I am looking for irreducible polynomials to construct finite fields. In this case I need a degree $4$ irreducible polynomial over $\mathbb{Z}_3$. Is $f(x)=x^4+x+2$ irreducible over $\mathbb{Z}_3$? I don't have much practice proving the irreducibility of a polynomial. So I am not sure what I have done. It's okay?
First, I have that $f(x)$ has no roots in $\mathbb{Z}_3$. If $f(x)$ was reducible, noting that there are no $x^3$ term in $f(x)$. So the factorization could be $(x^2+2x+c)(x^2+x+d)$, where $c,d \in \mathbb{Z}_3$ ($2 \equiv -1 \pmod 3$). So, $$x^4+x+2=x^4+(c+d+2)x^2+(c+2d)x+cd$$ Then $c+d+2=0$, $c+2d=1$ and $cd=2$. But of the first two equalities I have to $d=0$, wich is impossible since $cd\neq 0$. Thus $f(x)$ is irreducible over $\mathbb{Z}_3$.

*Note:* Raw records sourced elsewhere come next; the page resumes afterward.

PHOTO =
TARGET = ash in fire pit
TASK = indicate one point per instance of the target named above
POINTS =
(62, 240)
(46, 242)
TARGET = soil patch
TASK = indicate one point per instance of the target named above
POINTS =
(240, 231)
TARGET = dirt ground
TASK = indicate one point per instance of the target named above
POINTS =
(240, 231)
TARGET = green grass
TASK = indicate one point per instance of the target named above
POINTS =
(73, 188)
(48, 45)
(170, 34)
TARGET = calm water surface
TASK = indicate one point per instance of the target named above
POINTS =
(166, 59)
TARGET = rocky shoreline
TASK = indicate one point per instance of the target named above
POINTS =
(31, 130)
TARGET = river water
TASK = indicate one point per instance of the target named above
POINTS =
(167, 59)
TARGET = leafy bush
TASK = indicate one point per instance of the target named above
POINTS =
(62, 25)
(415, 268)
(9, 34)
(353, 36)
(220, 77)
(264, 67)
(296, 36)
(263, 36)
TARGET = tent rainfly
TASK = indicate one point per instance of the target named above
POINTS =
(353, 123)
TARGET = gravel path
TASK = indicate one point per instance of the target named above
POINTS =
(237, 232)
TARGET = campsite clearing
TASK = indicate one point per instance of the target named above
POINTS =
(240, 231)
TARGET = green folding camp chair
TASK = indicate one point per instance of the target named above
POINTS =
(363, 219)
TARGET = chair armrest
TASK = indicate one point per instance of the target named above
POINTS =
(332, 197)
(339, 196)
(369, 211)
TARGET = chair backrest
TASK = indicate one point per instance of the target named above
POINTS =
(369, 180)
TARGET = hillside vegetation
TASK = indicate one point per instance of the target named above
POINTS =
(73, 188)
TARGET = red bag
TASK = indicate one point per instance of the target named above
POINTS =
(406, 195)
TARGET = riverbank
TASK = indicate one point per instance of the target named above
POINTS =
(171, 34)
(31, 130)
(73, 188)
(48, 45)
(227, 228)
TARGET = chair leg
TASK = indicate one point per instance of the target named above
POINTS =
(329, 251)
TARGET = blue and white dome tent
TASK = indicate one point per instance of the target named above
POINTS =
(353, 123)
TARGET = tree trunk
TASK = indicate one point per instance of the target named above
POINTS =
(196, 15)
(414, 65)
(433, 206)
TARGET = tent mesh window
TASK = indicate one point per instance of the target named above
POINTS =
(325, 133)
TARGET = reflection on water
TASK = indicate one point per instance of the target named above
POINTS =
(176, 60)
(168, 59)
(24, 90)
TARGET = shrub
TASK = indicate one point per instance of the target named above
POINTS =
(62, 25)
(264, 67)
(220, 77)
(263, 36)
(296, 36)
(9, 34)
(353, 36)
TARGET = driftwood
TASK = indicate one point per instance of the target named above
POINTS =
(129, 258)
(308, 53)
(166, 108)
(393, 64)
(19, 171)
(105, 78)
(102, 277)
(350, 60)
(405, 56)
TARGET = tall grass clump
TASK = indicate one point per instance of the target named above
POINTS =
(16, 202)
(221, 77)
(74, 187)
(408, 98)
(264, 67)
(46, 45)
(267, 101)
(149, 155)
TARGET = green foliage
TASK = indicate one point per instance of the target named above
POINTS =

What you did is fine. Here is a conceptual overkill. First as $f(x)$ has no root in $\mathbb F_3$, if it's reducible, all its roots must be in $\mathbb F_9$, and the Galois group $G(\mathbb F_9/\mathbb F_3) = \{1, \rho\}$ where $\rho(x) = x^3$ is the Frobenius element. In particular, if $x\in \mathbb F_9\setminus \mathbb F_3$, its unique Galois conjugate is given by $\rho(x)=x^3$, therefore $x^4=x\cdot\rho(x)\in\mathbb F_3$. From the equation $x^4+x+2=0$, we get $x = -2 - x^4\in\mathbb F_3$, but we have already said $x\not\in\mathbb F_3$.
If you don't know Galois theory yet, note that $\mathbb F_9^{\times}$ is a (cyclic) group of order $8$, hence $x^8=1$ and $x^4=\pm 1\in\mathbb F_3$.